Conflict with other Acts
8(2) Where there is a conflict between a provision of this Act and a provision of any other Act of the Legislature, whether special or general, the provision of this Act prevails.
Nothing prevented the WRHA from releasing its reviews with names blocked out.
Oh, wait, something did.
Manitoba's former deputy justice minister Bruce MacFarlane told the Winnipeg Free Press (Feb. 13) there is nothing in law preventing the Winnipeg Regional Health Authority from publicly releasing an edited administrative review into the death of Brian Sinclair before a provincial inquest is held.
“While the WRHA can take this position as a policy position, they should take responsibility for their decision and not try to portray it as an impediment that the law has created. That is, quite simply, not the case."
The cover-up continues.
Does this point to what the WRHA and the government are so anxious to keep from the public?
Hansard Oct. 9, 2008
Ms. Oswald: Certainly, I can inform the House that when we immediately began the review to learn what went so terribly wrong in this tragic situation, of course one of the initial questions that we asked concerned staffing. We were initially led to understand that there was an 87 percent full staffing level on the Friday and that any gaps that existed were certainly transferred into a reassessment process. We know that part of that process did not work effectively.

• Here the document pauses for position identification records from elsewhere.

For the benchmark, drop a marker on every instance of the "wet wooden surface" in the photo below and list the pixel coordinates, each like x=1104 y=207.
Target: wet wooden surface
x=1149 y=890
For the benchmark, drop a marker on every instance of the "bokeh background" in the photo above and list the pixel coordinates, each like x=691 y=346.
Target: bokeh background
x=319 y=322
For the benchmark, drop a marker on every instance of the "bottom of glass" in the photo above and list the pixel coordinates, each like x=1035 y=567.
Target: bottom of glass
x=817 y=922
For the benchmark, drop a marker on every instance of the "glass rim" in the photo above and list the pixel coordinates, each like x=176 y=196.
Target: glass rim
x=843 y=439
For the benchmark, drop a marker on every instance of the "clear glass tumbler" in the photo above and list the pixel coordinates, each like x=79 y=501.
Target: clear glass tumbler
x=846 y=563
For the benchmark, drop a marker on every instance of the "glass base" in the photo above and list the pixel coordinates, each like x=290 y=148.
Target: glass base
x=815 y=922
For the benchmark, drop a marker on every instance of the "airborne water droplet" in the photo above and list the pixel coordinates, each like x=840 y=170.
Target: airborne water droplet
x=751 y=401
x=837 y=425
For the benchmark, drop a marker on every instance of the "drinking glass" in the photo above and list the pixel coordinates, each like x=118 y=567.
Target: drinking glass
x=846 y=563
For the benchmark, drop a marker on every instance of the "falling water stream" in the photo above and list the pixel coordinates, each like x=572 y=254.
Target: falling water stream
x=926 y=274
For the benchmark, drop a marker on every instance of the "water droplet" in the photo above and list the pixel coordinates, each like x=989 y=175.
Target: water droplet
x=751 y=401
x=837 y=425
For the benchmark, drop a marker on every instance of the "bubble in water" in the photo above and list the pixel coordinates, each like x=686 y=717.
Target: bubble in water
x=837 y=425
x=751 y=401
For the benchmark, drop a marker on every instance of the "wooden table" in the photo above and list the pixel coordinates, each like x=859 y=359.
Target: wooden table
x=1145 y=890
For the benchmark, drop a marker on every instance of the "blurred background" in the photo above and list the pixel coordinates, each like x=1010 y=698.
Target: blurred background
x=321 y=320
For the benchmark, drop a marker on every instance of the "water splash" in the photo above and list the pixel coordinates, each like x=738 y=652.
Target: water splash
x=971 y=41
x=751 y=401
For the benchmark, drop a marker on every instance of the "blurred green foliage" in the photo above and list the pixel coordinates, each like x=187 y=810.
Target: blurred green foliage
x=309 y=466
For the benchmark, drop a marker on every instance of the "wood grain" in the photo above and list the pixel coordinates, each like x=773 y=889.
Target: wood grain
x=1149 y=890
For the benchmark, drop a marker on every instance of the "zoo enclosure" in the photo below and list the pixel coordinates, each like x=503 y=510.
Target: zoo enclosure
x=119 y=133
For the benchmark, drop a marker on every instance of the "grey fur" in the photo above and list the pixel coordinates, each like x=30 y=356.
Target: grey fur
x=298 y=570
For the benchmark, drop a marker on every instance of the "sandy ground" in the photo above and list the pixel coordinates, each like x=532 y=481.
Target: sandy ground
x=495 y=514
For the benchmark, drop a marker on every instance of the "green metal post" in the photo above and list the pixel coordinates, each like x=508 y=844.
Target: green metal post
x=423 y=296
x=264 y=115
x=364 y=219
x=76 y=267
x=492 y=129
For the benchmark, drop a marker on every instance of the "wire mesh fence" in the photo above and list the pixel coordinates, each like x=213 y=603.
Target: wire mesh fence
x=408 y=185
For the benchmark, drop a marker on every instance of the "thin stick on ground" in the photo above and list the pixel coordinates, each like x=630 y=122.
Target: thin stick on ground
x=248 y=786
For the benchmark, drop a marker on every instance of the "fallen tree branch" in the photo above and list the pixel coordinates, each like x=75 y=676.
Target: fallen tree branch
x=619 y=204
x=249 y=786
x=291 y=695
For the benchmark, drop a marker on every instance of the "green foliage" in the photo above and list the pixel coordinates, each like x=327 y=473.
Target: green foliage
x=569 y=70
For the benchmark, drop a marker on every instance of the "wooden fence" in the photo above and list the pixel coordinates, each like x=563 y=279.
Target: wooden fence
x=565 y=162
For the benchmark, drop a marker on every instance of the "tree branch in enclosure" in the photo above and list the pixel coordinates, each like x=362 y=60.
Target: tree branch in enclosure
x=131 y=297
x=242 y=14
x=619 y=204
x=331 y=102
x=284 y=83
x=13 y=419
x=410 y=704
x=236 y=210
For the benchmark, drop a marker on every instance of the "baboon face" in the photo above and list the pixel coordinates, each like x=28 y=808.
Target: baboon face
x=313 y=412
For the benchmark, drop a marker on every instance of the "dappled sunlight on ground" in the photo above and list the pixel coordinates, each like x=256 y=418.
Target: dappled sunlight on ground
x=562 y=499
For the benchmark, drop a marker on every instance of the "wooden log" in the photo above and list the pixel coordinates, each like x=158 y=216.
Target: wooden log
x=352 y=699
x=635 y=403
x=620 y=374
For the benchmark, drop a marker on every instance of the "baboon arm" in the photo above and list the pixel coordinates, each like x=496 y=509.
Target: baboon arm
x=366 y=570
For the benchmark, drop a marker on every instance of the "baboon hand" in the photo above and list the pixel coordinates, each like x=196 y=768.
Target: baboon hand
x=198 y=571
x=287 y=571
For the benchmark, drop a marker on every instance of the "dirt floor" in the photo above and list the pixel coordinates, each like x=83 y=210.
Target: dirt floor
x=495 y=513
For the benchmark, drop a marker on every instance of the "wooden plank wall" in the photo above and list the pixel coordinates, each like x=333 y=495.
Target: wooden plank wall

We know that the staffing on Saturday was somewhere between 97 percent and 100 percent.
But that's what this inquest is going to show us, Mr. Speaker, is where the errors have occurred. We do not want to presuppose the answers to that.
The Health Sciences Centre ER was short-staffed when Brian Sinclair came in. They were depending on a reassessment nurse to fill the gap. But her job is to watch over patients after they’ve been officially entered as patients.
Was a nursing aide filling the gap at the triage desk and that’s why Sinclair never made it into the system?
Will anything fill the growing credibility gap between the public and Brock Wright, Brian Postl, Theresa Oswald and Gary Doer?